Aufruf zu internationalen gewaltlosen Protesten am 15. Oktober 2011

Zu etwas anderen Protesten, als sie derzeit in England stattfinden, ruft die spanische Demokratiebewegung «Democracia Real Ya!» (Echte Demokratie jetzt!) für den 15. Oktober auf. Sie hat mehrfach bewiesen, dass sie es mit der Gewaltlosigkeit ernst meint – und trotzdem Erfolge gefeiert. Hier der Aufruf der Bewegung in originalgetreuer Übersetzung:

Internationale Mobilisierung am 15. Oktober

Am 15. Oktober werden wir Bürgerinnen und Bürger der ganzen Welt auf die Strasse gehen, um unsere Empörung über den Verlust unserer Rechte zu zeigen – Rechte, die uns durch ein Bündnis zwischen grossen Unternehmen und der politischen Klasse entzogen werden. Wir von der Bewegung «Democracia Real Ya!» laden euch ein, an dieser friedlichen internationalen Protestaktion teilzunehmen, indem ihr euch unserem Aufruf anschliesst oder indem ihr eure eigenen Aufrufe für dieses Datum erlässt. Es ist der Augenblick gekommen, die Stimme zu erheben. Unsere Zukunft steht auf dem Spiel, und niemand kann der Kraft von Millionen von Menschen trotzen, wenn sie sich in gemeinsamer Absicht vereinen.

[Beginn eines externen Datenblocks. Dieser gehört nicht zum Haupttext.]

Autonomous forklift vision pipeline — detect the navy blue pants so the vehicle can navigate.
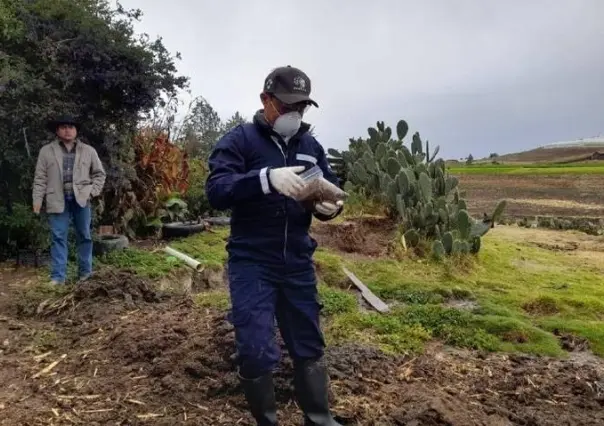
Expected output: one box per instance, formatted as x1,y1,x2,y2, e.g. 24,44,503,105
228,262,325,379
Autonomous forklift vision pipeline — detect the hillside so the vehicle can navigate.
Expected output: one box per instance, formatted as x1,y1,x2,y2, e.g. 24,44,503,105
482,142,604,163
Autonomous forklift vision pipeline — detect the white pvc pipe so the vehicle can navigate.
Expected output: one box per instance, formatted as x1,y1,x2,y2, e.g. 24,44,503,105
164,247,203,272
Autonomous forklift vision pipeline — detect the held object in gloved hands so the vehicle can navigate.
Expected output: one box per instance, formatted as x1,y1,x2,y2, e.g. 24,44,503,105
314,200,344,216
293,166,348,204
268,166,304,197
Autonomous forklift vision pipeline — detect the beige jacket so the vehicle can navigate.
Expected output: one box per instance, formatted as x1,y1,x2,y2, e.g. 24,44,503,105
33,140,106,213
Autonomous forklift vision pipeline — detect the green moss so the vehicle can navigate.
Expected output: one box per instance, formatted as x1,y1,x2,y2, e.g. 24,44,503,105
97,228,229,279
98,248,180,279
319,284,358,316
170,227,229,268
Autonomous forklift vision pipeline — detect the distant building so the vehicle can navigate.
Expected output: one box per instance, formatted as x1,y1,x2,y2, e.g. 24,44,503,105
540,136,604,154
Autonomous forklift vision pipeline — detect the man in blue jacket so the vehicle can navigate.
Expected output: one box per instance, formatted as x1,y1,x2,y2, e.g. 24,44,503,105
206,66,342,426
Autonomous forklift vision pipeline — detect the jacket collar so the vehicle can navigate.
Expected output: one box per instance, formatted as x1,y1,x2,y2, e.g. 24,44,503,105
253,109,310,142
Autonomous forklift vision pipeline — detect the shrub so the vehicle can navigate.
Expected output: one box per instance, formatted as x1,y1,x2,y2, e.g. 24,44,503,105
0,204,50,259
328,120,506,258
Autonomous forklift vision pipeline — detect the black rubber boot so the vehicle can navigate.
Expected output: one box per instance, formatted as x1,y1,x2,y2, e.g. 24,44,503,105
239,373,278,426
294,361,342,426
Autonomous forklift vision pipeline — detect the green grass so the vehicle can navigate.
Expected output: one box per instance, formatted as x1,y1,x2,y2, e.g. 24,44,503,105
170,227,229,268
95,228,228,279
447,163,604,175
95,248,184,279
317,231,604,356
99,228,604,356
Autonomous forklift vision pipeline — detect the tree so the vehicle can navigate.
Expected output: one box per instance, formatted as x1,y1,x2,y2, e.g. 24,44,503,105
0,0,188,210
181,96,223,158
223,111,248,133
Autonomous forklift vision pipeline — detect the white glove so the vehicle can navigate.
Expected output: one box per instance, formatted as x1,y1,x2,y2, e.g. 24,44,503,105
315,200,344,216
268,166,305,197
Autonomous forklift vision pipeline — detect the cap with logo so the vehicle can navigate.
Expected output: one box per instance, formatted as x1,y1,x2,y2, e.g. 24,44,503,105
264,65,319,107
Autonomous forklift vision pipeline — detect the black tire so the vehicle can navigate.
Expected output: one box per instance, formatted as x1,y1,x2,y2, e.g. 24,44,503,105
204,216,231,226
94,234,130,256
162,222,206,238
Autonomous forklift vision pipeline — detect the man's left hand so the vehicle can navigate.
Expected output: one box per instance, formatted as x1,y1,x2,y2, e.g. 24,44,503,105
315,200,344,216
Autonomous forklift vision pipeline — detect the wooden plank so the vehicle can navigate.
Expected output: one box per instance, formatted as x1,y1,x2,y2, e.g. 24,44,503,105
342,267,390,313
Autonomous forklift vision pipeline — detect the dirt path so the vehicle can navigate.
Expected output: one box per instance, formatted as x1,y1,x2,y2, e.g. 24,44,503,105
490,226,604,274
458,174,604,217
0,271,604,426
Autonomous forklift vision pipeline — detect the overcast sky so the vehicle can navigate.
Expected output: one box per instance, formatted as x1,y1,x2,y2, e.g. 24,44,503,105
115,0,604,158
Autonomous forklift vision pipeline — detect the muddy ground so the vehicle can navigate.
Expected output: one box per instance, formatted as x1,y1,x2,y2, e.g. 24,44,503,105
0,268,604,426
458,174,604,217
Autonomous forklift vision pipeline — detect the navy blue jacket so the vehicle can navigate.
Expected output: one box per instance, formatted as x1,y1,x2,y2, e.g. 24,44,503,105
206,110,341,267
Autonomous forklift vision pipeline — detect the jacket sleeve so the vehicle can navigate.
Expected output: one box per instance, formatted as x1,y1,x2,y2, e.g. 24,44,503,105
32,148,48,206
206,126,271,210
313,139,344,222
90,148,107,197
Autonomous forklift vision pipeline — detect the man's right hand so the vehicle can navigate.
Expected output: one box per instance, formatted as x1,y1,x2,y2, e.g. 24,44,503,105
268,166,305,197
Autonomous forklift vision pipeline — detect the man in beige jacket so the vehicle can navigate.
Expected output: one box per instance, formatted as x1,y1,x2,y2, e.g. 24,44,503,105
33,117,106,284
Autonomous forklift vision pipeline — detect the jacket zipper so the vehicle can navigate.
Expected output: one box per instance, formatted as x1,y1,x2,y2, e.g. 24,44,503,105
274,139,289,263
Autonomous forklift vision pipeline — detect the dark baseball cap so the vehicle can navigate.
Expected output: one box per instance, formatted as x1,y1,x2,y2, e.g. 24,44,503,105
264,65,319,107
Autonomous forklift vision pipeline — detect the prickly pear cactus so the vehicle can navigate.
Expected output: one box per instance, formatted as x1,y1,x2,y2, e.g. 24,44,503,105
328,120,506,258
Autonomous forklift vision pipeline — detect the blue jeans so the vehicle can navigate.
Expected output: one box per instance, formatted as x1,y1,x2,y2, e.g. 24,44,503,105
48,198,92,283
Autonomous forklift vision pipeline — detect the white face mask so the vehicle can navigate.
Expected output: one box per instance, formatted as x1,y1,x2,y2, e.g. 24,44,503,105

«Democracia Real Ya!» ist eine spanische Koordinationsplattform von unterschiedlichen Gruppen zur Mobilisierung von Bürgerinnen und Bürgern. Unter der Devise «Wir sind keine Marionetten in den Händen von Politikern und Banquiers» gingen wir am 15. Mai zu Tausenden auf die Strasse, um mehr demokratische Teilhabe zu fordern, uns gegen die Korruption des politischen Systems aufzulehnen und unseren Einspruch gegen die Kürzungen im Sozialbereich zu bekunden. Nach dem Erfolg dieser ersten Kundgebung entstanden unterschiedliche Bewegungen, und auf vielen Plätzen des ganzen Landes wurden Zeltlager aufgebaut, ganz ähnlich der ersten Besetzung des Tahrir-Platzes in Kairo. Dort wurden Volksversammlungen durchgeführt, wo die BürgerInnen ihre Ziele in einem horizontalen, alle Anwesenden einschliessenden Entscheidungsprozess entwickelten. Die Bewegung 15M strahlte bald über die Landesgrenzen hinaus und ermutigte in vielen Städten der Welt zu Aktionen, darunter am vergangenen 19. Juni zu einer koordinierten Massenkundgebung gegen den Euro-Pakt.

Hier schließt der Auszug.